Featherwood apartó el teléfono de su oído.

—Pero ¿qué coño…? Se ha oído un zumbido y ahora comunica. ¿Qué ha pasado, estúpida? —exclamó, y golpeó a Clara con el teléfono.

Ésta se encogió, pero no protestó.

—Creo que he encontrado la imagen que me pedías. Aquí pone «núcleo».

Accionó un interruptor y una pantalla encima de sus cabezas parpadeó. Cuando la imagen se hizo nítida, vieron una amplia sala con varias salidas. El suelo estaba cubierto de balas usadas y había también una escopeta abandonada y varios agujeros en las baldosas provocados por las balas de la ametralladora. En el centro de la sala, tendida en medio de un charco de sangre, estaba Queenie. No cabía duda de que estaba muerta.

Durante un instante las tres mujeres contemplaron la imagen sin mediar palabra.

—La madre que me parió —dijo Maricona—. ¿Qué coño ha pasado ahí abajo?

Featherwood soltó un gruñido.

—Jen ha dicho que tenía a Caxton controlada. ¡Sé lo mismo que tú, o sea, que cierra el pico y déjame pensar, joder!

—Esto… no quiero interrumpiros, pero… —dijo Marty.

Era la primera vez que Clara le oía la voz desde hacía varias horas.

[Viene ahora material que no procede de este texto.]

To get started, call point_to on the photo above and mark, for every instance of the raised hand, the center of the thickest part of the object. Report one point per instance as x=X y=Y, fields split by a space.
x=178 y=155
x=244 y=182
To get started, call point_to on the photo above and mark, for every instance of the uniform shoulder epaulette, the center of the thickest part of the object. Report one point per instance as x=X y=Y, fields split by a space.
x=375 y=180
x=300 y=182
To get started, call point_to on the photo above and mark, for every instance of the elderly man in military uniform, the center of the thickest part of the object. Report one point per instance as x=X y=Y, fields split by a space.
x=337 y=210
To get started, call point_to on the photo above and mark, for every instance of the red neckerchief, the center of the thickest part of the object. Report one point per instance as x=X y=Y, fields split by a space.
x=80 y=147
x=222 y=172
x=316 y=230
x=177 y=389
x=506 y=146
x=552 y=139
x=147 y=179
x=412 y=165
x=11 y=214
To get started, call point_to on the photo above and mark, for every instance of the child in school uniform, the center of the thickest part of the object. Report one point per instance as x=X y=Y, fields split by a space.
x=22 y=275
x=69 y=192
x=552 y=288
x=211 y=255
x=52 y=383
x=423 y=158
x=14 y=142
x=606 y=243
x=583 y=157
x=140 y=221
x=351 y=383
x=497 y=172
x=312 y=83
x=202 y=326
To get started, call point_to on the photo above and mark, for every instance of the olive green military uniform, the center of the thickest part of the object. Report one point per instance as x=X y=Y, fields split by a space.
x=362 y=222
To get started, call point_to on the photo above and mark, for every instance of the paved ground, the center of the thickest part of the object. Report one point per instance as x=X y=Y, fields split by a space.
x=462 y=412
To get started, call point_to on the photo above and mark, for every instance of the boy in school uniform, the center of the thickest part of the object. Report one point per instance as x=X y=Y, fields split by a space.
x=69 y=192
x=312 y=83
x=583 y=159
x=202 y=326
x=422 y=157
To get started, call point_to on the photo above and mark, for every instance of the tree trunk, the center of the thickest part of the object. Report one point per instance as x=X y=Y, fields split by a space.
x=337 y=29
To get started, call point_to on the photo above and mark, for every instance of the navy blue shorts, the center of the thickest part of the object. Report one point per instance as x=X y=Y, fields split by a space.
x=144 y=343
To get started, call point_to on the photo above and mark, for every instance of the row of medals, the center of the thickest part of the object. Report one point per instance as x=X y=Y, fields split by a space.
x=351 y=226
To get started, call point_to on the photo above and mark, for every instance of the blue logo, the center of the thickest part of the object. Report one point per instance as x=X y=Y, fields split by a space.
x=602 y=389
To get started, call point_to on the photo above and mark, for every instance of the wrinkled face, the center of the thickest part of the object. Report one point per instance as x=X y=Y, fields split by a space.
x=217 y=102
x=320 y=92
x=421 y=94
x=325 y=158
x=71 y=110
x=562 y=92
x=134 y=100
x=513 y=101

Las tres mujeres se volvieron de golpe y se quedaron mirando al hombre, que estaba sentadito en una silla de escritorio, en el centro de la sala. Aún tenía las manos atadas, de modo que Featherwood y Maricona habían imaginado que era inofensivo. Ahora tenía los ojos como platos y la frente empapada de sudor. Estaba intentando cruzar la sala, empujando la silla con los pies, pero una de las ruedas había quedado bloqueada, de modo que el tipo daba vueltas sobre sí mismo de forma bastante patética.

Clara levantó la mirada y vio que uno de los paneles de las ventanas del centro de control había desaparecido. No es que estuviera roto, ni arrancado del marco. Simplemente había desaparecido. El frío aire del atardecer penetró en la sala, le levantó el flequillo y se le metió en los ojos.

Entonces las sombras de la sala se movieron. Cinco figuras blancas salieron de la penumbra y en apenas veinte segundos, todos los presentes, a excepción de Clara, estaban muertos.